TAMPA, Florida – Horse trainer Charles Schick, 86, says he is impressed by “Seabiscuit”, a new movie about the famed race horse he broke during the 1930s. Schick, who now lives in St Petersburg, Florida, also trained War Admiral, the colt who galloped against Seabiscuit in a contest that made racing history.

“It’s very good, it’s very authentic,” the now-retired Schick says of the blockbuster that depicts the rise to fame of the once down-and-out horse.

He vividly remembers when he first saw Seabiscuit in 1934.

“Seabiscuit and his brother Grog stepped down off a railcar together and it was a case of total opposites. Grog was a magnificent-looking horse, while Seabiscuit was a misfit. He was a runt,” Schick told AFP.

Seabiscuit began his racing career at Hialeah race track in Miami, Florida on January 19, 1935. He finished fourth.

On the way to the race, Seabiscuit had a close brush with death.

“Seabiscuit, two other horses and myself were in a railroad horse car from New York. When we got to the Georgia-Florida borderline, it began to rain really hard and the winds looked like a hurricane.

“The rainwater flooded the car and Seabiscuit and the other two horses started bucking and going crazy. All of us were in water up to our knees. I really thought that if Seabiscuit lost control any more that he would have to be put down. Fortunately, the rain stopped,” said Schick.

This incident is not depicted in the film.

Schick enventually was laid off, but got a job in Maryland, where he first saw War Admiral. “It was like your first look at royalty; War Admiral made that kind of impression on me,” he said.

He soon got to work training Seabiscuit’s rival.

War Admiral won the Triple Crown — the Kentucky Derby, the Preakness Stakes, and the Belmont Stakes — in 1937 and was considered the best horse on the US east coast. Seabiscuit held the west coast crown.

Public demand called for a contest to see which was the superior horse and on November 1, 1938, the so-called “Match of the Century “was held between the two horses at Pimlico race track in Baltimore — an event that features prominently in the Hollywood movie.

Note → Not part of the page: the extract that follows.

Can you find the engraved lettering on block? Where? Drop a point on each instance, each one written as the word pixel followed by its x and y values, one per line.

In the movie, there is an implication that most Americans wanted Seabiscuit to win the race, but Schick remembered that he and other experienced horse trainers “all thought that War Admiral would win.”

“I knew Seabiscuit, I rode him and he was a lazy horse. You had to keep after him all the time.”

Schick was as surprised as his fellow trainers when — while sipping a beer at a New York bar — he heard on the radio that Seabiscuit won the race.